Can you change your schedule: Other things to consider to have a credit card-free holiday is to work overtime, if your job allows it, or if you get a bonus throughout the year, to set that aside for the holiday season. But don’t count on it, as you can’t always rely on bonuses, commissions, or pay raises to occur when you want them to. 
If you are a people-person and don’t mind strangers in your car, consider driving for Lyft or Uber. I believe they offer tiered bonuses if you complete a certain amount of rides during your first 30 days of working and always have promotions going on. That’s an instant quick bonus for one or two months of work. Many retailers, as well as Amazon, hire hundreds or thousands of seasonal part-timers, to help with the holiday rush. Maybe you can even use that employee discount at that retail store you’d be working at to get a good deal on some presents. UPS and FedEx also hire extra drivers and warehouse employees to sort through all of those packages that are being delivered the last two months of the year. 

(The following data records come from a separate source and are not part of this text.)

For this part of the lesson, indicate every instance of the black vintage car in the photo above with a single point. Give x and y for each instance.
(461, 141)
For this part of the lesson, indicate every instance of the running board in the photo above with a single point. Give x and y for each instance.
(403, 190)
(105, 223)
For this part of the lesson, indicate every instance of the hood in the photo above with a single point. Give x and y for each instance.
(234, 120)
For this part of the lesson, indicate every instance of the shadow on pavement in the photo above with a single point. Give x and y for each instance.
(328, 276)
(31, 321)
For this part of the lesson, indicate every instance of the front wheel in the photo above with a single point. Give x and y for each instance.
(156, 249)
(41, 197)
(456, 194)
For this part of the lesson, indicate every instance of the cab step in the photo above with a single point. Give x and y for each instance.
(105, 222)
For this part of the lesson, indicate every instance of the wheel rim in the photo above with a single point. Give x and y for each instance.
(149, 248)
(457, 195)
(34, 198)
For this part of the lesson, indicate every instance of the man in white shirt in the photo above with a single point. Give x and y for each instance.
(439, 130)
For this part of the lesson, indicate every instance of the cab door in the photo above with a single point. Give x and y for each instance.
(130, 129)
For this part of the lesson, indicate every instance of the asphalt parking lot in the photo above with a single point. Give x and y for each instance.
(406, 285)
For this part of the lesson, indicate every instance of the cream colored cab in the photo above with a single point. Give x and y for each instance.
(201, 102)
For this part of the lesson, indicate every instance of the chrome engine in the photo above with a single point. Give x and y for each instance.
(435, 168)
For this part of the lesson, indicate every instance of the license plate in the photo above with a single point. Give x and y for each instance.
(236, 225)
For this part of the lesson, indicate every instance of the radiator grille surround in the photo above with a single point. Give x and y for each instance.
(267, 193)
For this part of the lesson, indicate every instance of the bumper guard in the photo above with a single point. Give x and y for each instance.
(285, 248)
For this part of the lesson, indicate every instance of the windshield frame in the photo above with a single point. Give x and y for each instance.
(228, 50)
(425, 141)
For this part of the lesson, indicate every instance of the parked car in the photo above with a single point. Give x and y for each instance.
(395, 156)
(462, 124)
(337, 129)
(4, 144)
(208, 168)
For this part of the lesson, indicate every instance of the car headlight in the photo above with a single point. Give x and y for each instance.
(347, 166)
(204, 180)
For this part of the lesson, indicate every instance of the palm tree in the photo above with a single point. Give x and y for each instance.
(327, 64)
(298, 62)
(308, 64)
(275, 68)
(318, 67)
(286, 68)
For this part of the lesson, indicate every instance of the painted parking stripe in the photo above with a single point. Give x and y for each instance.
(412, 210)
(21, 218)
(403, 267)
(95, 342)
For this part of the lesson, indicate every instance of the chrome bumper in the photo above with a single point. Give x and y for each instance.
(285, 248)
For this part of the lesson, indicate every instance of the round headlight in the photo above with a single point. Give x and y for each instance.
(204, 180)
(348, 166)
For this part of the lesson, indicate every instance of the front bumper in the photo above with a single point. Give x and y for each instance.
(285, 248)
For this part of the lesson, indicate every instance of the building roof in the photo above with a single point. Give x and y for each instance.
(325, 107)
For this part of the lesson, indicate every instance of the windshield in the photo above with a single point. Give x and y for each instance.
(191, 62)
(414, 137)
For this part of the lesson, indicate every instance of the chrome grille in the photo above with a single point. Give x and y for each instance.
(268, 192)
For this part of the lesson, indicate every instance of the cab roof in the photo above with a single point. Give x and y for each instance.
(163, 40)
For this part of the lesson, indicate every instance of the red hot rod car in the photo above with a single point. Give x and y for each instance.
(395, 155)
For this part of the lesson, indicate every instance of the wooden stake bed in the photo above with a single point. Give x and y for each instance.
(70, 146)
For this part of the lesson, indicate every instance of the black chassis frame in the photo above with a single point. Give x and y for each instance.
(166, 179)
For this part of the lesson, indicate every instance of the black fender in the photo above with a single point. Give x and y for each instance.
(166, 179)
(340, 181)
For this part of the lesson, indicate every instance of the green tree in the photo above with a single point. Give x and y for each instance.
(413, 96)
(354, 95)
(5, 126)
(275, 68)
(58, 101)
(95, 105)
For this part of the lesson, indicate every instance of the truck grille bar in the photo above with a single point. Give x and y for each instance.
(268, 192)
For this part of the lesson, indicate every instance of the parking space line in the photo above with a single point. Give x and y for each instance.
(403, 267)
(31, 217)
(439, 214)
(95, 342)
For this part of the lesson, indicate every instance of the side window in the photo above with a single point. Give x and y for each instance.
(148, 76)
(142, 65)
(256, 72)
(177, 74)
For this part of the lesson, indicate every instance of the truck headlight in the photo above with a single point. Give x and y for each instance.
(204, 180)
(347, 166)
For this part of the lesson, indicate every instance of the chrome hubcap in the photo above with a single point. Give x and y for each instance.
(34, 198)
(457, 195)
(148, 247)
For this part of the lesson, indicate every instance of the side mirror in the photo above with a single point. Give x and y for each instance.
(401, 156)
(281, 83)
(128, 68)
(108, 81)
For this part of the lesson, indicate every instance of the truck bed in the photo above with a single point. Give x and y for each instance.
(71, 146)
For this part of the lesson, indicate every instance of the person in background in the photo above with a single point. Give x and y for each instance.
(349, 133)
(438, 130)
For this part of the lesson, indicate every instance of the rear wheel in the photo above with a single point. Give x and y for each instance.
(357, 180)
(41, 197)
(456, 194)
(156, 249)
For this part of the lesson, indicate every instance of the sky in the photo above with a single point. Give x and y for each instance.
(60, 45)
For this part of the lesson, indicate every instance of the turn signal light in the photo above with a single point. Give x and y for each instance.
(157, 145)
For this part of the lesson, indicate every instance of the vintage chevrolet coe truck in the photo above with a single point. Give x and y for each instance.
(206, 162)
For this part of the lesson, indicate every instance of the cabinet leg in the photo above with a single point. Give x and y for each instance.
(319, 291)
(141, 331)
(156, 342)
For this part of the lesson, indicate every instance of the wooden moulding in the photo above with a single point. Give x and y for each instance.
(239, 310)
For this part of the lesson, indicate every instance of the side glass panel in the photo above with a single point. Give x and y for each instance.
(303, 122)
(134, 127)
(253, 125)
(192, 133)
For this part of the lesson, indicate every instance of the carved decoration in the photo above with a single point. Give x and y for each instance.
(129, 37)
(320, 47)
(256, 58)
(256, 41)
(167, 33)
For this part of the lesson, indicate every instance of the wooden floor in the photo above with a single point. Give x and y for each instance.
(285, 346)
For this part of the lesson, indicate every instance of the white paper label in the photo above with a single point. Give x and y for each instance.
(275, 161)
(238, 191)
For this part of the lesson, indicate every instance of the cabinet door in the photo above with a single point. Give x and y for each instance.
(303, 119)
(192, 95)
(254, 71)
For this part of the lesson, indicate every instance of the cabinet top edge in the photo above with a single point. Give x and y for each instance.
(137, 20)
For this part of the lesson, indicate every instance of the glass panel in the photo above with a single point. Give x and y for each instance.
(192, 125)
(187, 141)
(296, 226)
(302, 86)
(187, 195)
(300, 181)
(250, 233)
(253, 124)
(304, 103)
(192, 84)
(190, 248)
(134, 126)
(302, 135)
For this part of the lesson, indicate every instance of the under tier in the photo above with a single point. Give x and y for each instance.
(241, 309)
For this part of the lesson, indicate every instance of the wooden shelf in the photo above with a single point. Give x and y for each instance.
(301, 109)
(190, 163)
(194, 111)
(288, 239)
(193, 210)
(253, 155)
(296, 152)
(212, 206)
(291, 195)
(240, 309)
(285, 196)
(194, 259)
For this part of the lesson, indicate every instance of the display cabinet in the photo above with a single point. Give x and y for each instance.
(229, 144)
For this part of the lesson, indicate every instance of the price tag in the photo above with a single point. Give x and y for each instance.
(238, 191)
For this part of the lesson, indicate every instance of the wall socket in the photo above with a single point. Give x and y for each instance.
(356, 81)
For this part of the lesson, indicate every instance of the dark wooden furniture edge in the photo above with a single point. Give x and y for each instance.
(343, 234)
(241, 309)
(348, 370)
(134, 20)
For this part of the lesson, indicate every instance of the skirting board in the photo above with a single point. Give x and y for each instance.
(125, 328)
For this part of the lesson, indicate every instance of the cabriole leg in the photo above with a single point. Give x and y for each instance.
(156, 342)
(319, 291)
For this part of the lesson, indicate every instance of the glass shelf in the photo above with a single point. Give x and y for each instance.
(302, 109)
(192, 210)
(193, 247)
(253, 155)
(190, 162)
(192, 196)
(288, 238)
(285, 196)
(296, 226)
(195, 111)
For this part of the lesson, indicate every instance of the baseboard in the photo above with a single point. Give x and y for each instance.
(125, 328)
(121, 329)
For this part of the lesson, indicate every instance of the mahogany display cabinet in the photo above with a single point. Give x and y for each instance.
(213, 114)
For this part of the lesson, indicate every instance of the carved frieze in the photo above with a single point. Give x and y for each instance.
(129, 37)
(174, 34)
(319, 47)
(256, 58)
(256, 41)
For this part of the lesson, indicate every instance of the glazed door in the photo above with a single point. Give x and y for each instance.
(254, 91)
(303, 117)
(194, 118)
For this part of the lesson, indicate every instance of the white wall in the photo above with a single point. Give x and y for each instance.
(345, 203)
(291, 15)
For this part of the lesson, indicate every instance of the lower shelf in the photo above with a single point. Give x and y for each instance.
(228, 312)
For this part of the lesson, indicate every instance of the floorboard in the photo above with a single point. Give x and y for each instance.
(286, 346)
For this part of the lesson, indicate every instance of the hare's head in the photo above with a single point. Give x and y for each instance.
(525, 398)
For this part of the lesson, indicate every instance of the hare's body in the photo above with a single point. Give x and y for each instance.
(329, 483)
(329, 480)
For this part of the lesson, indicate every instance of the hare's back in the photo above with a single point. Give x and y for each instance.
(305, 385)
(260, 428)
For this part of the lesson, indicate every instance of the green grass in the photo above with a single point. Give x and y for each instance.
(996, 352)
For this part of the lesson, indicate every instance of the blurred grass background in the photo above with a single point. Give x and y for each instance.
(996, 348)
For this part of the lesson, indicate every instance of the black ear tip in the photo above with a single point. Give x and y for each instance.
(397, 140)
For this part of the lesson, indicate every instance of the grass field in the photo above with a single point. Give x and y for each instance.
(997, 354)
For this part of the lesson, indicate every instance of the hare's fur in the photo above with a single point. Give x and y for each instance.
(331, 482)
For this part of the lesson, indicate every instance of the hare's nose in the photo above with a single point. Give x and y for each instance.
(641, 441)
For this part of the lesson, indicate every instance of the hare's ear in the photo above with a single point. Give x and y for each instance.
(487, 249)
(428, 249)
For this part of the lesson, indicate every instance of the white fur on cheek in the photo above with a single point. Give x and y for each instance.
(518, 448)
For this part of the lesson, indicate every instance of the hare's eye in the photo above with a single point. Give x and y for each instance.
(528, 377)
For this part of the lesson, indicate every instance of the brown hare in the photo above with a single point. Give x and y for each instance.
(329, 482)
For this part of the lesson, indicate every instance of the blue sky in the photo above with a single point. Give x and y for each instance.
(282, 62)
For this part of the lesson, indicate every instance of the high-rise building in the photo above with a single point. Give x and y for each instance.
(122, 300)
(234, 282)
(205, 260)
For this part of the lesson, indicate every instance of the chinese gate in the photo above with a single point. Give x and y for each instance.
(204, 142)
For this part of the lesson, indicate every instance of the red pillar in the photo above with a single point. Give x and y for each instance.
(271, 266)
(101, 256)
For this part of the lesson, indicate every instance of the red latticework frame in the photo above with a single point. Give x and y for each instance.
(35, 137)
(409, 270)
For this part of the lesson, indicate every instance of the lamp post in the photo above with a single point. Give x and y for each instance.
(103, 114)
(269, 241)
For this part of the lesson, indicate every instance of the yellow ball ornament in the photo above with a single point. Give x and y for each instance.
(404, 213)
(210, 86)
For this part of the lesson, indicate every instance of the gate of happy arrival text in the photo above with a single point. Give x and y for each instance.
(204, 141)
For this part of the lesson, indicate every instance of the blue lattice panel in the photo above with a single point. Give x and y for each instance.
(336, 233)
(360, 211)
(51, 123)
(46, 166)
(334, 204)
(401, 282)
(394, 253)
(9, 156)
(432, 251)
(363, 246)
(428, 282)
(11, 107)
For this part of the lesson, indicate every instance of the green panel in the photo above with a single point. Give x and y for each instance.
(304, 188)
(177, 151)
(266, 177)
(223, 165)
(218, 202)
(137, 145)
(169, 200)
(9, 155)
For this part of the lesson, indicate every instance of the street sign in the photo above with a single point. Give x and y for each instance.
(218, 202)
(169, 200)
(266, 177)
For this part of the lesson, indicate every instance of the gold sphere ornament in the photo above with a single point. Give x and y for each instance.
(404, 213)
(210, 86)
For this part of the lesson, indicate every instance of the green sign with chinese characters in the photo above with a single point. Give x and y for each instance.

Conclusion: Get creative and don’t get complacent. You can do this!
Action items: 
  1. Understand where your money actually went.
    • There are many great apps out there which can track your spending throughout the year, and help you stay up on things, so things don’t spiral out of control
  2. Set a realistic budget of what you will spend on family, friends, co-workers, and even clients, if it merits it in your situation, so you don’t break the bank
  3. Work with a trusted financial advisor/coach that can hold you accountable on your spending, so you can keep pace to reach your financial goals

Good luck and let us know your progress!  Enjoy the holidays and create some lifetime memories!